Guys are different. I've never known a man to have more than a few pairs of shoes, of which most are worn out and should be given a decent burial.
We tend to buy a pair of shoes, wear them until they disintegrate into pieces, wear them two months past that and then buy a new pair.
Women just like to buy new shoes. This bothered me greatly when Cindy would bring another shoebox into the house. The conversation would go like this:
"What do you need more shoes for?"
"I needed a black pair to match my dress."
"You got a new dress?"
"You already have five pairs of black shoes."
"They're not the right color of black."
I always thought women dressed to catch the eyes of men. This can't be true. When have you last heard men standing around commenting on some unsuspecting female by saying to his friends, "Wow, look at the feet on that gal?"
Anyway, the work shoes were wonderful and became my good friends.
We worked in the garden together, mowed grass, dug the footer for a concrete patio and generally just enjoyed each other's company. We got along famously.
Then the ugly truth came out.
I was wearing the shoes to a family reunion at my mom's house. One of my sisters looked down at my feet and said, "Where did you get those shoes?"
Upon which I replied, "They just showed up at my house one day."
"Oh yeah," she said, "The dead man's shoes Mary left you."
Apparently some young, healthy guy in Louisville had mysteriously dropped dead.

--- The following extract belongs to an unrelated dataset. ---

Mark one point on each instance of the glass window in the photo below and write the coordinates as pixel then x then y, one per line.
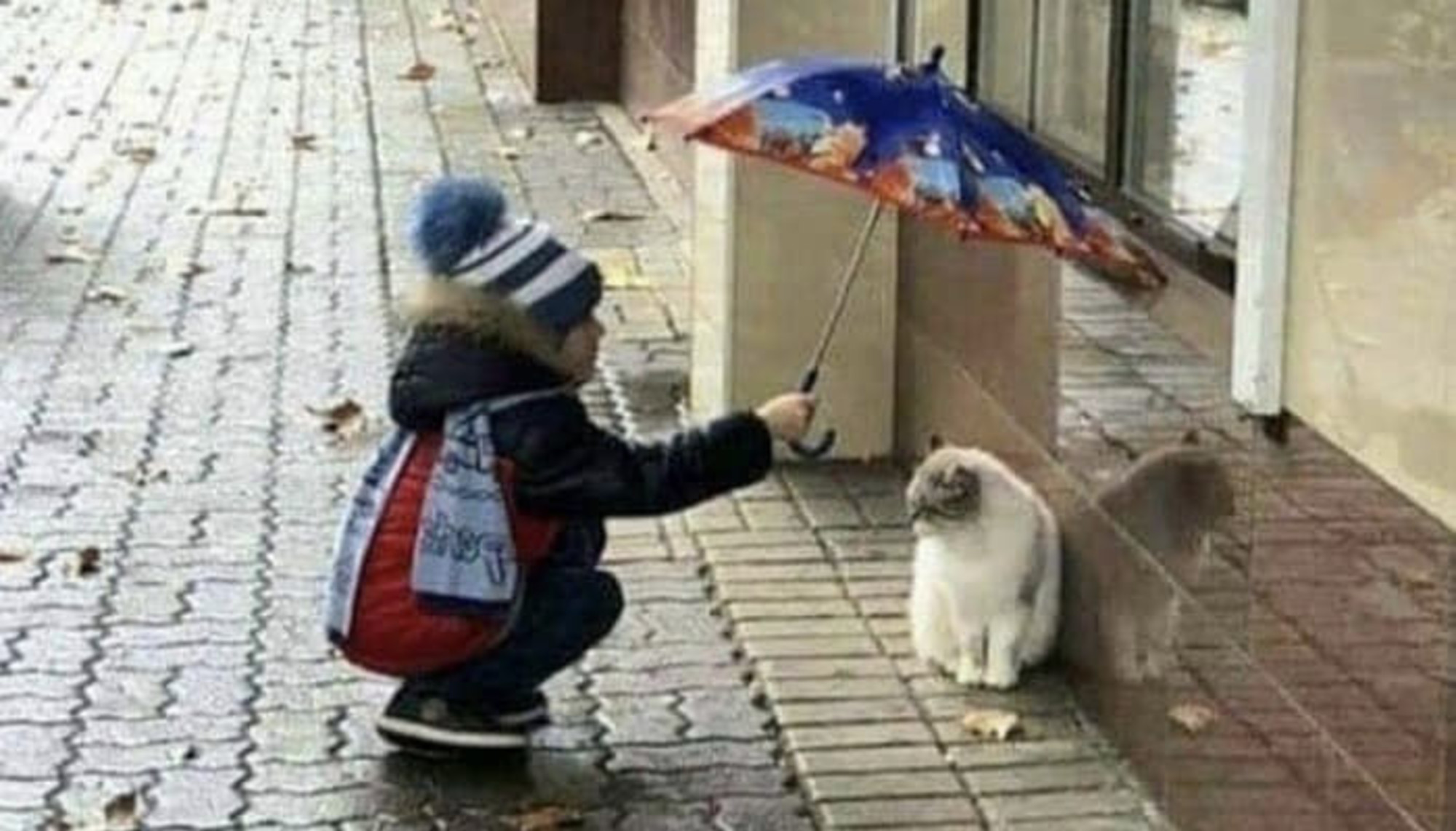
pixel 1004 65
pixel 1074 62
pixel 1186 110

His young widow was a friend of Mary's and was giving away his stuff, but a lot of people felt a little funny wearing them because of the odd circumstances of his death. So Mary hustled the shoes out of town to give to me. She left them outside my garage door so no explanation would need to be rendered.
I now own three pairs of shoes.
• Ken Begley is a columnist for The Springfield Sun in Washington County.